# Long time no post



## Monk11876 (Mar 20, 2009)

Hey all! it has been a few months since I last posted thanks to the job  I do however read this forum almost every day. I was just wondering if anyone could provide some advice for breeding guppies? I have a pair of male guppies that have top and bottom swords and I would like to try and breed those guppies to produce guppies with better finnage colors and still retain the swords. Right now the guppies are mostly yellow/clearish with white tail swords. Any help would be appreciated. Thanks! *w3


----------



## TheAquaExpert (May 24, 2009)

Awsome Can't Wait To See Your New Post!!!

Anyways Breeding Guppies Is Fun And Easy To Do!!!

Get at least two female guppies per one male guppy, keeping them separate until you are ready for them to breed. 
Set up a 5 gallon tank with a heater and gentle filter. 
This tank should not have any substrate at the bottom.
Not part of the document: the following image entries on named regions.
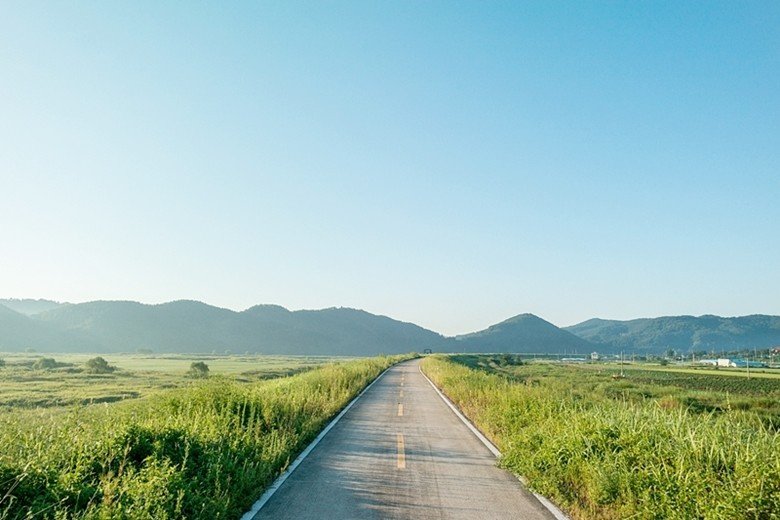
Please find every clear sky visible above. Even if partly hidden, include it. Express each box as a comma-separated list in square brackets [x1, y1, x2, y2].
[0, 0, 780, 334]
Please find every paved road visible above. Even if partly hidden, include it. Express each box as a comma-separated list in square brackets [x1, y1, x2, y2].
[255, 360, 554, 520]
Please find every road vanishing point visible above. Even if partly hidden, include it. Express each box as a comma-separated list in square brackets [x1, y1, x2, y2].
[253, 359, 555, 520]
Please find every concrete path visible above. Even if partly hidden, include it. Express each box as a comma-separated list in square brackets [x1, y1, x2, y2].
[254, 360, 554, 520]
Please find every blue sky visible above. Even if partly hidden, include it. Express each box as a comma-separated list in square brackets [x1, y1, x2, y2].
[0, 1, 780, 334]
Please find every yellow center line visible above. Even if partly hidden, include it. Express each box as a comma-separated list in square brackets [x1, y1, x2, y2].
[396, 433, 406, 469]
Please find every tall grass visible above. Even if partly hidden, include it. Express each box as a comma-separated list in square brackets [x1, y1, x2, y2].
[0, 357, 400, 520]
[422, 358, 780, 520]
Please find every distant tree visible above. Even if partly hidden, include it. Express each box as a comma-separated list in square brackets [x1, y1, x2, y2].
[33, 358, 57, 370]
[187, 361, 209, 379]
[86, 356, 116, 374]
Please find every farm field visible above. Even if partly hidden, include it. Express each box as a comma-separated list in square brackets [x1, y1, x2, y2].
[0, 356, 409, 520]
[0, 353, 343, 413]
[422, 355, 780, 520]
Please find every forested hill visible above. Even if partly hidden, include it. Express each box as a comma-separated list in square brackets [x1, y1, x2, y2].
[565, 314, 780, 352]
[0, 301, 451, 356]
[455, 314, 595, 354]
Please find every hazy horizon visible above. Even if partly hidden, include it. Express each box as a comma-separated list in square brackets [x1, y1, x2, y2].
[0, 2, 780, 335]
[6, 297, 771, 337]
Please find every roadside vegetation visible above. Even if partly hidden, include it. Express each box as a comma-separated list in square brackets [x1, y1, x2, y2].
[0, 353, 343, 414]
[0, 356, 412, 520]
[422, 355, 780, 520]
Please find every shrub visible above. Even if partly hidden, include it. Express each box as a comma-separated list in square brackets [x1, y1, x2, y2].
[187, 361, 209, 379]
[33, 358, 57, 370]
[0, 356, 402, 520]
[87, 356, 116, 374]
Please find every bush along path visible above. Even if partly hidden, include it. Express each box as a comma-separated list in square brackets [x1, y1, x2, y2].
[0, 356, 412, 520]
[422, 357, 780, 520]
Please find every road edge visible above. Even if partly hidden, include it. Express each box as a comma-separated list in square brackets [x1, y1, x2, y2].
[241, 363, 397, 520]
[418, 365, 571, 520]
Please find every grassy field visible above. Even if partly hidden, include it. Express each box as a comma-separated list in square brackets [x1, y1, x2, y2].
[0, 356, 412, 520]
[0, 353, 342, 413]
[423, 355, 780, 520]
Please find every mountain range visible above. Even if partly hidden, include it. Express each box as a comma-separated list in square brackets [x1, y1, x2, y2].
[565, 314, 780, 352]
[0, 299, 780, 356]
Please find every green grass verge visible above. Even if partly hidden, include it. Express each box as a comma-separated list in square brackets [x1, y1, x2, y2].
[422, 357, 780, 520]
[0, 356, 412, 520]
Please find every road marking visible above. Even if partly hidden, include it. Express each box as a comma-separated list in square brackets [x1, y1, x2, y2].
[417, 366, 569, 520]
[241, 367, 393, 520]
[396, 433, 406, 469]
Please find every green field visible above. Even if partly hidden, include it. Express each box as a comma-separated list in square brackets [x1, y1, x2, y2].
[0, 356, 409, 520]
[422, 355, 780, 520]
[0, 353, 337, 413]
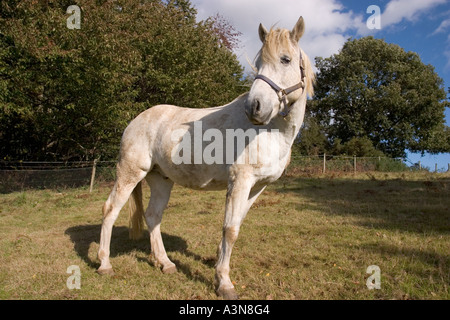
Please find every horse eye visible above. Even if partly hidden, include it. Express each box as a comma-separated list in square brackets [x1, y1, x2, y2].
[280, 56, 291, 64]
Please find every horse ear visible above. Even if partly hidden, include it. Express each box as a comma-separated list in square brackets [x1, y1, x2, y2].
[291, 17, 305, 43]
[258, 23, 269, 42]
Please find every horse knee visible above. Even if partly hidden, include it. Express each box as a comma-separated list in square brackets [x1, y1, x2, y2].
[224, 226, 239, 244]
[102, 201, 112, 219]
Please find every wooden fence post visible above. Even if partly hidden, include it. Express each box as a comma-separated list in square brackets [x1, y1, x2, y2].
[89, 159, 98, 193]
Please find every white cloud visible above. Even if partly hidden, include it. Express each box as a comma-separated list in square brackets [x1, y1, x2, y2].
[432, 19, 450, 35]
[191, 0, 450, 71]
[192, 0, 365, 70]
[381, 0, 448, 27]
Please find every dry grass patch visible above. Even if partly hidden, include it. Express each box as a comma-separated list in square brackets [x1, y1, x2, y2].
[0, 173, 450, 299]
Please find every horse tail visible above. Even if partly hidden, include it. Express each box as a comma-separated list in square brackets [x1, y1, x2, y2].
[128, 181, 145, 240]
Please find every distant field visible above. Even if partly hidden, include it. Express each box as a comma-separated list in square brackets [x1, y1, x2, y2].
[0, 172, 450, 299]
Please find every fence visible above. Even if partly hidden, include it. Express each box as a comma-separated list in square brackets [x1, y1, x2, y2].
[0, 155, 442, 193]
[0, 161, 115, 193]
[287, 154, 410, 174]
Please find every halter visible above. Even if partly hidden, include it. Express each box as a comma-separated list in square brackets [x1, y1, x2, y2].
[255, 50, 305, 118]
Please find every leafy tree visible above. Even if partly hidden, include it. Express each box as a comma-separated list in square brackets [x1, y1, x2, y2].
[0, 0, 245, 161]
[310, 37, 450, 157]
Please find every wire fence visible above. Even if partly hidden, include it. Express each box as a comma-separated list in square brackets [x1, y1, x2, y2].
[0, 155, 442, 193]
[0, 161, 115, 193]
[287, 154, 411, 175]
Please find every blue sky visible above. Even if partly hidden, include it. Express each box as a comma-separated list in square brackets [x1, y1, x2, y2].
[191, 0, 450, 170]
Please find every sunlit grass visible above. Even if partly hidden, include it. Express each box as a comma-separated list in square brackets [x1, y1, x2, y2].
[0, 173, 450, 299]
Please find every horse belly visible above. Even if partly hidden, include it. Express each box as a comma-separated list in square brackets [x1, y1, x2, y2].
[156, 164, 228, 190]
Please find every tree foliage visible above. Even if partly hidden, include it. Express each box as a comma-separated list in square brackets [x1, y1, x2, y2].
[0, 0, 245, 161]
[309, 37, 450, 157]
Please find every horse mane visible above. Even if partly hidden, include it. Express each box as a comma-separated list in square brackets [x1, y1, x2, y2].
[251, 27, 316, 97]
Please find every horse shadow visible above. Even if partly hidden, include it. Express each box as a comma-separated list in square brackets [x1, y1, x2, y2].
[65, 224, 215, 285]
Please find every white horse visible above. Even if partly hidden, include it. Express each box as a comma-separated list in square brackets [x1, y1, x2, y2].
[98, 17, 314, 299]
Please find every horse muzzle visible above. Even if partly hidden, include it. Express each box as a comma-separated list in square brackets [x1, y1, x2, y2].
[245, 98, 272, 126]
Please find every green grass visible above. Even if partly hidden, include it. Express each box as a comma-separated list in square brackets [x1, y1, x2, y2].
[0, 172, 450, 299]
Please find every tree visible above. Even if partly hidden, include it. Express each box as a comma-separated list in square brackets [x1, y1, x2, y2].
[310, 37, 450, 157]
[0, 0, 245, 161]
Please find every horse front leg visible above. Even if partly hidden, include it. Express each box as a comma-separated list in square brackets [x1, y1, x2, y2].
[215, 177, 260, 300]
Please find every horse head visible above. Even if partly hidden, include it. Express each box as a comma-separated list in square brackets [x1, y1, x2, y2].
[245, 17, 314, 125]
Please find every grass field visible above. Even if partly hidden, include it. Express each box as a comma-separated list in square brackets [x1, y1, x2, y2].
[0, 173, 450, 299]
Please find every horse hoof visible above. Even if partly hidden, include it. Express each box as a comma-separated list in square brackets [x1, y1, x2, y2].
[162, 265, 177, 274]
[216, 288, 239, 300]
[97, 268, 114, 276]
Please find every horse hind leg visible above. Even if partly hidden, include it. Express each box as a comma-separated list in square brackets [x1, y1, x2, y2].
[97, 163, 147, 275]
[145, 172, 177, 274]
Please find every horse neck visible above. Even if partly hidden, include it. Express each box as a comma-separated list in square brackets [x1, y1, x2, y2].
[277, 94, 306, 145]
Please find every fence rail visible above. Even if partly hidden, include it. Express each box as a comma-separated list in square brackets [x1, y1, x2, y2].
[0, 155, 444, 193]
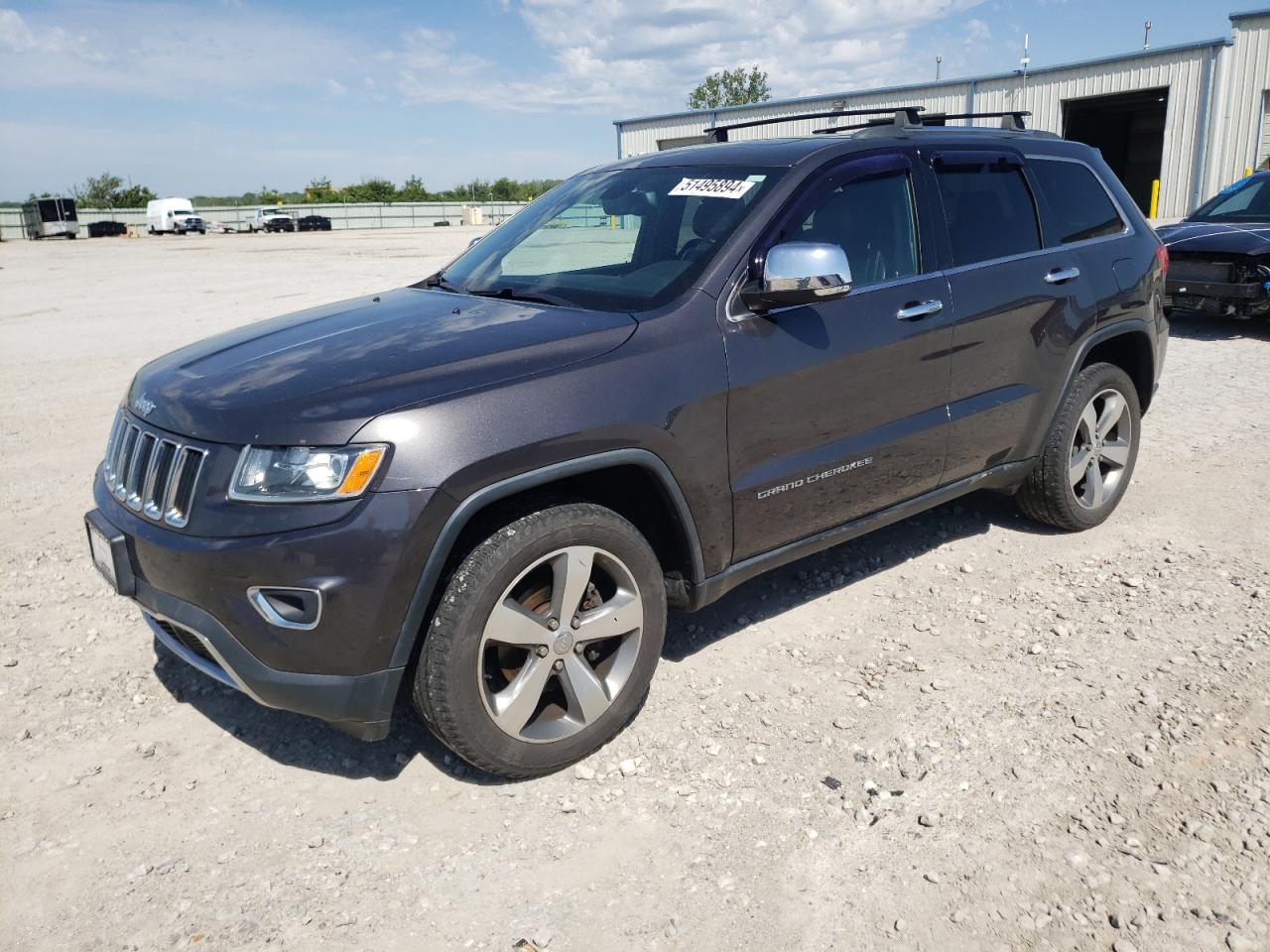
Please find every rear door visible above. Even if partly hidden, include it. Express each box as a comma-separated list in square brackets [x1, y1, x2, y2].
[722, 153, 952, 559]
[927, 149, 1096, 482]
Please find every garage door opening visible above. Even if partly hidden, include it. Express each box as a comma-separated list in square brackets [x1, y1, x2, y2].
[1063, 86, 1169, 214]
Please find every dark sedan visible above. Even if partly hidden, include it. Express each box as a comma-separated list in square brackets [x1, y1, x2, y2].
[1158, 172, 1270, 318]
[296, 214, 330, 231]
A bare bottom tank is good for baby fry so that you can clean it easily, as well as keep a tally on how many guppies are alive or how much they are eating. 
Java moss or spawning mops provides a nice hiding spot for guppy fry 
Guppy fry tend to sink, so use low-floating plants for their cover. 
Place the fish in the five gallon tank with similar conditions (temperature, etc.) as the tank they were in before. 
Set the temperature to around 80 degrees F while the females and male are in the tank together. You should also give them food with higher nutritional value to get them in the breeding mood. 
Place the male back into his own tank after the female or females get pregnant. You can tell whether the female is pregnant or not by looking near her anus and seeing whether there is a dark mark in that area, called a gravid spot. All females will have this, but it becomes noticeably darker when the fry have been fertilized. 
Wait about three to four weeks. At this point, the female will be ready to give birth. Her stomach should be very large and her gravid spot will be black (red in paler guppies). The red/black spots you are seeing are the eyes of the baby guppies. She will give birth to live guppy babies, not eggs. 
Some signs of labor are: being very still and secluding herself, shivering (contractions), hanging out near the heater, change in appetite. Also watch how she eats, and take note if she spits the food out again. 
Try to be present when she gives birth, but if you cannot be, place lots of plants and hiding spots for the fry, else the mother will eat them. When she has given birth, place her in her original tank, leaving the fry in their own tank. 
When the fry are born, tank temperature should be around 78 degrees F. 
Immediately remove all dead fry when you see them. Accumulated waste is bad for guppy fry. 
Feed the fry brine shrimp, microworms, or powdered flakes, several times a day. Remember that fry are tiny and if you place too much food in the tank, there will be too much waste. 
A filter is dangerous to the fry because they are likely to be sucked into it, so cover the end with tights. 
Siphon the tank carefully every time it gets too dirty and do 40% water changes every few days to keep the water clean. Remember that the tank should be only about half full, if you are using a five or ten gallon tank, to minimize work on your part. 
Move the fry when they get old enough. When the fry are a good size, or about a month and a half to two months old you may put them in a tank with non aggressive fish, sell them to your local pet store, or give them to friends as gifts. Make sure you plan out how you will get rid of all your fry, or how you will store them. 

Hope This Helps!!!


----------



## Monk11876 (Mar 20, 2009)

Thanks to both of you. I plan to add at least a couple more females to my group right now. We were down to 2 females and 2 males and we lost one of the females today


----------



## TheAquaExpert (May 24, 2009)

Awww Sorry To Hear That.....
Hopefully Everything Else Would Be Alright!!!!
Good Luck!!!


----------



## Monk11876 (Mar 20, 2009)

My lfs had a couple of show guppies I snatched up real fast  one is a dark blue tuxedo guppie and the other is a silver/blue tuxedo. They are both females but their fins are almost as large as a males! Cant wait to see what kind of babies they drop from mating with one of my lyretail males.


----------



## MediaHound (Jul 19, 2006)

ics:  
WB btw


----------



## Monk11876 (Mar 20, 2009)

Here you go





Sorry if they are a little bit blurry. not working with the greatest camera. only one guppy would sit still for the photo shoot. every other guppy was acting like squirrels that just ate there way out of a ton of chocolate covered coffee beans.


----------



## Monk11876 (Mar 20, 2009)

The other guppy female I bought is pretty much the exact same coloration except the dark blue on the one in the pic above is replaced with a powder blue that gets iridiscent towards the tail. Hope I spelled that right. lol.


----------